Signs of blended ideologies have cropped up in lesser crimes, too. In a December 2016 vandalism incident in Chandler, Ariz., a menorah was twisted into a swastika. While stopping short of blaming the incident on white supremacists, the Washington Post noted that the swastika is “the symbol of the Nazi party that carried out the murder of 6 million Jews and of current-day hate groups.” It turned out that the swastika was created by a Black man named Clive Jamar Wilson and three unidentified minors. Swastika graffiti has also featured in the anti-Israel Boycott, Divestment, and Sanctions (BDS) movement, as at UC Davis in February 2015 and at Purdue and the University of Indiana in March 2016.

Anecdotal evidence from Europe suggests it is common for anti-Semitic expressions by Muslims or Arabs to employ Nazi motifs such as swastika graffiti or Hitler salutes. According to British Jewish community official Dave Rich, “Those British Muslims who verbally abuse British Jews on the street are more likely to shout ‘Heil Hitler’ than ‘Allahu akbar.’” 

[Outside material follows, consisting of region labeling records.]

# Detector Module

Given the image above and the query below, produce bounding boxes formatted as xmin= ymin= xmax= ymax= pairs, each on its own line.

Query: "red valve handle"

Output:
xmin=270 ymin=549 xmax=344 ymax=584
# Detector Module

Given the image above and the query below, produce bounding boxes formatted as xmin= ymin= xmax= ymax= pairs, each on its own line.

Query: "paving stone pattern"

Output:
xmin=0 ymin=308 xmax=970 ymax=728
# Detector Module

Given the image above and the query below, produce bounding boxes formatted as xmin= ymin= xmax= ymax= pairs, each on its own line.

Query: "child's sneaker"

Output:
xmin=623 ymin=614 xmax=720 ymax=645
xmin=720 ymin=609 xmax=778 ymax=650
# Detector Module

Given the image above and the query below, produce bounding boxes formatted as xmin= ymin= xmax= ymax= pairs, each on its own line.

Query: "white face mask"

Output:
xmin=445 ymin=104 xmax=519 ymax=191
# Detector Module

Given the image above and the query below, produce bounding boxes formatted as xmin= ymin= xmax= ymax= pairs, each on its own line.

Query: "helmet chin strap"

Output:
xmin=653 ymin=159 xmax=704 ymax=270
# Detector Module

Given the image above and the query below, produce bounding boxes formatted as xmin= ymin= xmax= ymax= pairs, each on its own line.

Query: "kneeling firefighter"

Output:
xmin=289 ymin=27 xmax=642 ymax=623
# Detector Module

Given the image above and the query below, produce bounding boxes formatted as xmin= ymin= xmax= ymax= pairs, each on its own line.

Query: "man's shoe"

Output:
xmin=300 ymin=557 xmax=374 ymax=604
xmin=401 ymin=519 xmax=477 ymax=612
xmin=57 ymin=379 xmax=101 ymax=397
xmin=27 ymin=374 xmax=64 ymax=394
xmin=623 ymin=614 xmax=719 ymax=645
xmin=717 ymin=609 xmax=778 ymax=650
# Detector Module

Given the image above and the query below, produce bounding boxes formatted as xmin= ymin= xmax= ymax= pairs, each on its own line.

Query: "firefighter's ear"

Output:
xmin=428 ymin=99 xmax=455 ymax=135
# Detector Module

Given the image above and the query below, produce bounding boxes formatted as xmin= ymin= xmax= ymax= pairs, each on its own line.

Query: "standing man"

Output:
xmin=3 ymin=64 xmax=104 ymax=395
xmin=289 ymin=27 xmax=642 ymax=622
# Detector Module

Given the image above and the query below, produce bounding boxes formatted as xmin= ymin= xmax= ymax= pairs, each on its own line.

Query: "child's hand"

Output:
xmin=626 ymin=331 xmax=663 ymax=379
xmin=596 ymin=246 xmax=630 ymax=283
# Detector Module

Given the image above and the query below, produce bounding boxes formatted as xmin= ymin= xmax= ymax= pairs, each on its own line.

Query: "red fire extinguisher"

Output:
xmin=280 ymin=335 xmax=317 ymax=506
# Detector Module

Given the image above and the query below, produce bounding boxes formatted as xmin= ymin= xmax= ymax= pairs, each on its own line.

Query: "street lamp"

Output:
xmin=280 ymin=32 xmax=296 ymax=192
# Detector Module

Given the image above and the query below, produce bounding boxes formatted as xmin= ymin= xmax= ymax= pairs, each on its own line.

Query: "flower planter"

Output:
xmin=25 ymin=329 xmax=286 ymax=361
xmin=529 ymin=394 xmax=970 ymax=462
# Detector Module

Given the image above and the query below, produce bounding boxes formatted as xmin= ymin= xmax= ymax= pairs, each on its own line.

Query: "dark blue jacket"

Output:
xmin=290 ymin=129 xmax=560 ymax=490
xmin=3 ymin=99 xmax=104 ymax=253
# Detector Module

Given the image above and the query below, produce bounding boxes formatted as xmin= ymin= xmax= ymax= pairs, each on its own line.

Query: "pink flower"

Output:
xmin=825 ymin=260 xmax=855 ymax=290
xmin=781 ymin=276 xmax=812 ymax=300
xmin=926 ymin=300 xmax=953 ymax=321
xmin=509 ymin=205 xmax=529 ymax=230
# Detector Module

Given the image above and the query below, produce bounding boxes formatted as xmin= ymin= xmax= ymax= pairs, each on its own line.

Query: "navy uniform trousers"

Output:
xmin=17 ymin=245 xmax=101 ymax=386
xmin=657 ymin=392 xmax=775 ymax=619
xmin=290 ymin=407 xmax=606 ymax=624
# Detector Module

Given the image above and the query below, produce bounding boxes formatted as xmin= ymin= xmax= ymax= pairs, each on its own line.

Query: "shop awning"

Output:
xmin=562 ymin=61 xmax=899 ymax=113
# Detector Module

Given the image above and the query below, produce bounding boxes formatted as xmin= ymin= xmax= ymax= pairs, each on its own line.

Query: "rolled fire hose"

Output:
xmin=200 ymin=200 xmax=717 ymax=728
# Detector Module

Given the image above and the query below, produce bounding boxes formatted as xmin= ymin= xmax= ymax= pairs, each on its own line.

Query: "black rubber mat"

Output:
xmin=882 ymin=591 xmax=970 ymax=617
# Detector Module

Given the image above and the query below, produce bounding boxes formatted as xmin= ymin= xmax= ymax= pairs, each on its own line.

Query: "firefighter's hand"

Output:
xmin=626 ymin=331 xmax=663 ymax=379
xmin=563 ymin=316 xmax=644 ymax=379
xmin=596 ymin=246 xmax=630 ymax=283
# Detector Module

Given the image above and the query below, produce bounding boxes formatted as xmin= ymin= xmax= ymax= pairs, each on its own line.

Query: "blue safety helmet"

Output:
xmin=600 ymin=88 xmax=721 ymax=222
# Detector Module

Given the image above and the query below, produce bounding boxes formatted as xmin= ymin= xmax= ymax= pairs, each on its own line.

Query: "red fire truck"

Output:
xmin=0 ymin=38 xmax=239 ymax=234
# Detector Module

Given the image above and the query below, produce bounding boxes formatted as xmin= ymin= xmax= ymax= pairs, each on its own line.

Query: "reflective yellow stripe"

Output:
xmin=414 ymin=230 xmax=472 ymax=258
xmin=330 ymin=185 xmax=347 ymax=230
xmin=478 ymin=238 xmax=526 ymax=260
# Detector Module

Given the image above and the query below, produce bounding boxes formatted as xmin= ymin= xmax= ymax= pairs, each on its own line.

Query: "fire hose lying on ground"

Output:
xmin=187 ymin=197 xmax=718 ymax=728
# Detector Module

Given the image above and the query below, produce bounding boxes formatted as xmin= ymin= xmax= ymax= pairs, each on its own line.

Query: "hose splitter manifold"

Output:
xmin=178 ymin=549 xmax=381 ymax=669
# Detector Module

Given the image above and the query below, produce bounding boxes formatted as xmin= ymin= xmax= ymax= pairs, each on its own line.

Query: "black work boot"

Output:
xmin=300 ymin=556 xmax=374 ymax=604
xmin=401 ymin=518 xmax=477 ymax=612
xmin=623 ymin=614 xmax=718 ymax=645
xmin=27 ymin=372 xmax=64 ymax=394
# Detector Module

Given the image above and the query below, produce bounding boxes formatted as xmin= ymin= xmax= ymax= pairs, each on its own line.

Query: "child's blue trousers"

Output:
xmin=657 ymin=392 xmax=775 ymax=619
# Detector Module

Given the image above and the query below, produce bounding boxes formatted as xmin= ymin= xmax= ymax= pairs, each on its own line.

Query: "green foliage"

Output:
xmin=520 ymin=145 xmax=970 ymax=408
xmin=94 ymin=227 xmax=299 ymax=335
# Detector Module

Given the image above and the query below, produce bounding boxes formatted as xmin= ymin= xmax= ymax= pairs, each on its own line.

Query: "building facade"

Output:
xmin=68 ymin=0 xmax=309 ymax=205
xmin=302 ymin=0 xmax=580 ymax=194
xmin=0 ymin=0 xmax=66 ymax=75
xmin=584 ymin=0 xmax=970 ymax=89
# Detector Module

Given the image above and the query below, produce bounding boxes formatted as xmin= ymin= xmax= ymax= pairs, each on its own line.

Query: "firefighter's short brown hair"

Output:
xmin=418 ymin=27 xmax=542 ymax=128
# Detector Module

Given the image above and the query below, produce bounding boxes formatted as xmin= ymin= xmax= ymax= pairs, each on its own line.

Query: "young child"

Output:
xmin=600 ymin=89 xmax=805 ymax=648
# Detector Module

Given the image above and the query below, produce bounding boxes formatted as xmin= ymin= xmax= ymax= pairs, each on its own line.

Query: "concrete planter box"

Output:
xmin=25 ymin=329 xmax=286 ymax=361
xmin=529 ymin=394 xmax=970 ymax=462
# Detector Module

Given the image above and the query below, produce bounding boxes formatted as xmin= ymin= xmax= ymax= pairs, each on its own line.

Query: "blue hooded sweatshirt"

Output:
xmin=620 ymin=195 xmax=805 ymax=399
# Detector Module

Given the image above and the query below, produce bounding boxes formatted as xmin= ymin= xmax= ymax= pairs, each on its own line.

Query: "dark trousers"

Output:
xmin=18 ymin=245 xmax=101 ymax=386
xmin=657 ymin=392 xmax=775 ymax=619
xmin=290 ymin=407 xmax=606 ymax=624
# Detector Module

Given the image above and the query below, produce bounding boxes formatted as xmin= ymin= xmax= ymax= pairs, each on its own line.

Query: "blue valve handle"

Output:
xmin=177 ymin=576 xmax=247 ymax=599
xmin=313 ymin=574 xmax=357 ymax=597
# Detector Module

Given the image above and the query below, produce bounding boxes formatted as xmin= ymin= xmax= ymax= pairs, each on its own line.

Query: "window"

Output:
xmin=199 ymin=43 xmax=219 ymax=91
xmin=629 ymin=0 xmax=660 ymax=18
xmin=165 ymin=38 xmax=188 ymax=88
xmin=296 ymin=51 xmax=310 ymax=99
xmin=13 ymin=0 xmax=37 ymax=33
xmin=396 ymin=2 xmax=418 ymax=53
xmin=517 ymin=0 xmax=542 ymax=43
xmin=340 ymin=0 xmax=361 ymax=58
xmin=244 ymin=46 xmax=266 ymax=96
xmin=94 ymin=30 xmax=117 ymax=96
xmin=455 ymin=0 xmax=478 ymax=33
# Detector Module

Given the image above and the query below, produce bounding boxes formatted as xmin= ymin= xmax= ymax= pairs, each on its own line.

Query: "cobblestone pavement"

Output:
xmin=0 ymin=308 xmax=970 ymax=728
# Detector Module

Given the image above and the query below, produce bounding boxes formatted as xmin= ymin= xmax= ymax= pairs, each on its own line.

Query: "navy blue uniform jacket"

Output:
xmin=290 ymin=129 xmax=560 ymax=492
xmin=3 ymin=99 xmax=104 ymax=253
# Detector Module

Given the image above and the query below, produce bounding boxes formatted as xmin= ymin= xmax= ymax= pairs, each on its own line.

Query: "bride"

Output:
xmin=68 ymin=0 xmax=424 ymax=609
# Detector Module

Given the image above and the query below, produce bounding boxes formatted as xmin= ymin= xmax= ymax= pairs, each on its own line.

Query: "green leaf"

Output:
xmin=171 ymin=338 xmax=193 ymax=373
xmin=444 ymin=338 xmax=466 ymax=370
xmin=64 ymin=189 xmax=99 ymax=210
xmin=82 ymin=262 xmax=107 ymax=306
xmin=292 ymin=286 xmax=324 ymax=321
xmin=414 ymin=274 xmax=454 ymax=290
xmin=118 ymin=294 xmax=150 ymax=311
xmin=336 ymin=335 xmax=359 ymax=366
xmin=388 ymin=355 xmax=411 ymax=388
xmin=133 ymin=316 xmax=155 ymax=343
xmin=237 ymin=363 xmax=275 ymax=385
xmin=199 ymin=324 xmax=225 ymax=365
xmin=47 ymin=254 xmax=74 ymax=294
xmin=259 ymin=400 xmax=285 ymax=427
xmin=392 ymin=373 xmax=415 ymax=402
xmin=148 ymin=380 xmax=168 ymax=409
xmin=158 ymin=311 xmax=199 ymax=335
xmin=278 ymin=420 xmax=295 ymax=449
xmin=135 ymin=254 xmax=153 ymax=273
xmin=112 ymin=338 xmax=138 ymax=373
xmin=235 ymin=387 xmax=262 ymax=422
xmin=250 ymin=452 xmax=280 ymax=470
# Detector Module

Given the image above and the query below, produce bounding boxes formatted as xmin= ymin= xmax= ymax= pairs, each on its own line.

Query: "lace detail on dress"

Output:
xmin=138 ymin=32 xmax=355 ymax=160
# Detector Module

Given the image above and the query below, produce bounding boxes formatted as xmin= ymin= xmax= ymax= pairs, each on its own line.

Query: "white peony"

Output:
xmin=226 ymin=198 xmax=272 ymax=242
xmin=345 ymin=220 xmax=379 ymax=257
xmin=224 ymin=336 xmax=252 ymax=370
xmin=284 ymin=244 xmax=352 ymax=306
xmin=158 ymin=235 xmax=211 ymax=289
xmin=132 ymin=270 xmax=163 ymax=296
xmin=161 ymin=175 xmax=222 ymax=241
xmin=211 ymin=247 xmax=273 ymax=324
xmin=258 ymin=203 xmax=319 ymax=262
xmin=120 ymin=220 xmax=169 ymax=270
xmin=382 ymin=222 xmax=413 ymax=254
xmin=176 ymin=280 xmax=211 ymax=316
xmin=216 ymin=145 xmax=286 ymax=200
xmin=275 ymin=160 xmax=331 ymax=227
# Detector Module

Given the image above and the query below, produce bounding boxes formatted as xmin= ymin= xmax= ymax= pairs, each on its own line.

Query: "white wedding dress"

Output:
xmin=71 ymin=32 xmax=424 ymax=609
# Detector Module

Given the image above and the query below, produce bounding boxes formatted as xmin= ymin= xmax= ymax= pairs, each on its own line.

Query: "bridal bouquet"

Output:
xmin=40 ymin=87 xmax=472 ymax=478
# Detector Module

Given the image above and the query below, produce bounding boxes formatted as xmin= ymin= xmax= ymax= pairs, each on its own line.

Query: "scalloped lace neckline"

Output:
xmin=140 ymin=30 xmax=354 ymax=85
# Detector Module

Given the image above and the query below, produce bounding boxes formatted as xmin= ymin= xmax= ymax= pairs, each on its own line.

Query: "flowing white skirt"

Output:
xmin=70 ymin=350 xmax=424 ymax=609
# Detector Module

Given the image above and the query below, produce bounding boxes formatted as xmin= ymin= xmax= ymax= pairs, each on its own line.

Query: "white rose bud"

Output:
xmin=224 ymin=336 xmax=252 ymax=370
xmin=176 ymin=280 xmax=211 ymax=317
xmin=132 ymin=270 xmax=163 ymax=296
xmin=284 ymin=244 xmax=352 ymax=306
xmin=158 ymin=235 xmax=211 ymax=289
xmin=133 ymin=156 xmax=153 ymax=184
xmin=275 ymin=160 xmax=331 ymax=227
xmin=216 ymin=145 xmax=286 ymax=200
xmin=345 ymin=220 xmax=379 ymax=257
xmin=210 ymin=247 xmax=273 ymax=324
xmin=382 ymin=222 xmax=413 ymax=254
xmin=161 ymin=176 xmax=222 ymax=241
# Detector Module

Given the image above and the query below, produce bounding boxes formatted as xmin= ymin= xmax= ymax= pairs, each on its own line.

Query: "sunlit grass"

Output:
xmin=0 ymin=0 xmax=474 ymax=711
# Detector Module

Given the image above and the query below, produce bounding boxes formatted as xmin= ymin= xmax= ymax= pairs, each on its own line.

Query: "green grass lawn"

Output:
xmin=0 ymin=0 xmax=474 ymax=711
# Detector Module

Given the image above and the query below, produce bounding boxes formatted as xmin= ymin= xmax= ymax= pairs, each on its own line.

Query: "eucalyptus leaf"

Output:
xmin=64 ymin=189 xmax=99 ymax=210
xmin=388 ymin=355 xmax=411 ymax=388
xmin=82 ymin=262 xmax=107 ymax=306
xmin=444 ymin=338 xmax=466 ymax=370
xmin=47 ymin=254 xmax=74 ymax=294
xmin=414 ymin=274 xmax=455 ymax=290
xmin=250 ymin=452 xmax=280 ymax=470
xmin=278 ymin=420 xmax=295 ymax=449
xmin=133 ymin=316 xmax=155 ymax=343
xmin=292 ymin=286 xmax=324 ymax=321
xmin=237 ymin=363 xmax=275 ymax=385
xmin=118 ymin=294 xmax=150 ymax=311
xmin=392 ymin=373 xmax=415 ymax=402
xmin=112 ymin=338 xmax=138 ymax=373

Theoretically, combining Nazism and white supremacism with radical Islam is an awkward fit. The former are nearly always influenced by Christian identity, according to the ADL. Nazism considered Black people inferior, so Nazism’s appeal for Thomas and Wilson is difficult to understand. Yet, these ideologies coexist within many perpetrators.

What is behind this amalgamation?

During a Jan. 8, 2020, hearing before the U.S. Commission on International Religious Freedom, Elan Carr, the former special envoy to monitor and combat anti-Semitism, testified that neo-Nazis deliberately target urban Black Americans via the internet, to turn them against Jews. “They don’t do it as neo-Nazis,” Carr explained, “but they hide their identities and they’re putting forth materials specifically meant to poison African American-Jewish relations.”

Although ideology is the “glue,” former white supremacist Christian Piccolini suggested looking at extremism as a “search for identity, community and purpose. … I have worked with Black neo-Nazis … with Latino neo-Nazis … with Jewish mothers who … their sons are denying the Holocaust. They’ve found these movements because they’ve been accepted into them when maybe in other cases they were not accepted into society. … So they’ve forgotten who they are and what their history has gone through, in some cases, because the reward of feeling accepted is greater than the pain.”

Similarly, Ahmet Yayla of the George Washington University Program on Extremism, observed: “Only around 3 percent of my subjects became a member of that terrorist organization solely based on their ideologies,” but over 75 percent joined “because their friends or relatives kind of pulled them in.”

In this strange way, extremists’ hatred toward others is an outgrowth and expression of their search for warmth and understanding for themselves.

Johanna Markind is an attorney and writer in Philadelphia who worked for the U.S. Department of Justice from 2009 to 2015.